Sará dunque cancellata la chiamata diretta? Do per tempo la mia previsione, in caso di vittoria dei pentastellati: non sarà cancellata. Accetto scommesse.
Perché dico questo? Perché dice modi di essere della realtà effettuale, ed il principio di realtà non dá scampo. Si tratta di verità scomode, ma di verità: perchè il matematismo delle graduatorie non garantisce la qualità delle professionalità, perchè una cosa è sapere una materia, altra saperla insegnare. In poche parole, perché nega l’etica della responsabilità che tutti, giustamente, pretendiamo, ma che, per comodità o altro, a volte neghiamo, quando ci tocca da vicino. Allora è meglio nascondersi dietro le maschere.
Mentre quell’etica della responsabilità, che tutti chiediamo a gran voce, date le magagne ai vari livelli che ci scandalizzano, ci dice che i concorsi così costruiti non hanno più senso, e che dovremmo fare come a Trento, con concorsi gestiti in modo diretto, locale, dunque controllabile.
I due macigni, sui quali è il coraggio della verità che manca, che sono all’origine delle magagne della scuola, sono il centralismo ministeriale e la mancanza di un sistema ispettivo che sia garanzia della professionalità di chi, la grande maggioranza, fa il suo lavoro con dedizione e competenza. Con la certezza del diritto, e quindi della pena.
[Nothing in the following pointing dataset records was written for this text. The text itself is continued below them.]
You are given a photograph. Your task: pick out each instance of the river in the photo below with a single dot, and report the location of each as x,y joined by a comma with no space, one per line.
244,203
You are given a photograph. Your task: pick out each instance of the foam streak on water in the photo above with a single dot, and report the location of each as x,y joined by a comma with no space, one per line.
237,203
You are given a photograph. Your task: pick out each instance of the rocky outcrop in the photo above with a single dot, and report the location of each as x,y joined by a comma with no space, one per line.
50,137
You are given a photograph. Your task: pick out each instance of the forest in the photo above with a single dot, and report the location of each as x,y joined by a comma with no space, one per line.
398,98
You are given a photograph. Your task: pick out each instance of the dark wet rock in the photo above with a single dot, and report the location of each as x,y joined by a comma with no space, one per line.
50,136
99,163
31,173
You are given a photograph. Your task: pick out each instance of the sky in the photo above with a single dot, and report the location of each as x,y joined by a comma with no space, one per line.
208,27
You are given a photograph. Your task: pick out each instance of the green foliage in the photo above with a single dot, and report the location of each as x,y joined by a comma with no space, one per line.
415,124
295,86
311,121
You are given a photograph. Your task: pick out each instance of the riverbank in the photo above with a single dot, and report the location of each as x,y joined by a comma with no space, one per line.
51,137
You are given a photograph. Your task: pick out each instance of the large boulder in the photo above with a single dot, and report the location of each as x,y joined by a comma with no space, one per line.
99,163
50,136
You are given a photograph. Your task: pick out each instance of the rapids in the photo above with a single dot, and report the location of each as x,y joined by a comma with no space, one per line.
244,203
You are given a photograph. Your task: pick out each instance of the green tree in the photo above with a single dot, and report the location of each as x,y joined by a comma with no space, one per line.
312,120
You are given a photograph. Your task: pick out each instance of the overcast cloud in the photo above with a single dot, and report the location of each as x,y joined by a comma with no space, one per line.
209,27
La vera grande riforma? L’abolizione del ruolo gestionale del nostro ministero della pubblica istruzione, il quale deve dare gli standard e le indicazioni nazionali, lasciando flessibilità e autonomia gestionale agli enti locali. Questi si rivelano incapaci, a seguito di indagini ispettive? Basta commissariarli. Come già succede nei nostri comuni, quando si dimette o viene dimesso un sindaco. Ridimensionando i ruoli del TAR e del Consiglio di Stato, come già si è espresso Romano Prodi, freno burocratico che tra le cause dell’immobilismo del nostro sistema Paese.
Noi, uomini di scuola, allenati alla riflessione culturale, non a quella ideologica, dobbiamo credere, dunque, nella partecipazione democratica dal basso, senza deleghe in bianco, come invece è oggi, ma in un quadro di libera autonomia territoriale. Perché ciò che conta è che solo chi vive in trincea, cioè nel vissuto della nostra società, sa cosa serve per garantire un “servizio pubblico” adeguato, di qualità, ed è in grado di selezionare i migliori professionisti capaci, nel concreto, a garantire i risultati attesi da quel “servizio pubbblico”. Tutto il resto è ideologia. Accetto, dunque, da subito le scommesse.